As devil’s advocate, I’m essentially performing a regulatory function. You keep coming up with good ideas, and I keep throwing cold water on them. In an ideal system, that would cause you to sharpen your points and clarify your logic. This can continue iteratively until we can both agree on something. Then we’ll know whether we’ve made any progress.
It’s not that I disagree with you, it’s that I see holes in your logic that I am hoping you will fill in. I don’t have the expertise to do that.
If I’m reading you correctly, the main point of your last post is that damage caused by PE is like the damage caused by Peyronie’s, and is thus susceptible to the same treament:
Sure. Quite possibly, there are similarities between PD and PE-induced toughness. But the scale is entirely different. Whereas PE may cause “micro-tears” and burst capillaries, I do not believe it causes “trama” that rises to the level of “chronic inflammation, excessive collagen deposition and disorganization, and elastin fragmentation” [quoted from the study above].
The body tends to heal small injuries in stride.
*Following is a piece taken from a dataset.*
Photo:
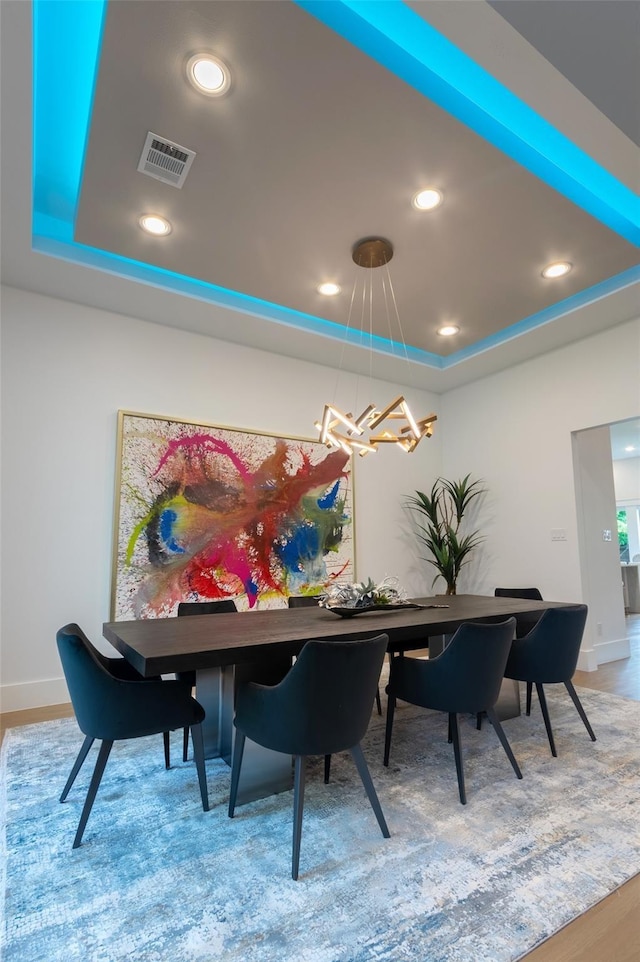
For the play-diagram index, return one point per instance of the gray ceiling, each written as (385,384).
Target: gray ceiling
(318,145)
(596,45)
For example, small cuts don’t leave scars. But fibrosis is an extreme reaction to a chronic problem. I don’t think it’s the normal consequence of wear-and-tear, or even of PE. Feel free to disagree, but please tell me why.
“NO” and other substances have been found effective in reducing the deposition of collagen in PD. But, does this only occur in cases of fibrosis where there is “abnormal wound healing,” or does it occur elsewhere?
Inquiring minds want to know.
Yes, I know you are serving a very important function in the development of working theory. I know that you are knowledgeable, probably understand what I have presented and disagree. I just started school again so time is tight. However, when I get a chance I will try to find published literature that more directly address your concerns.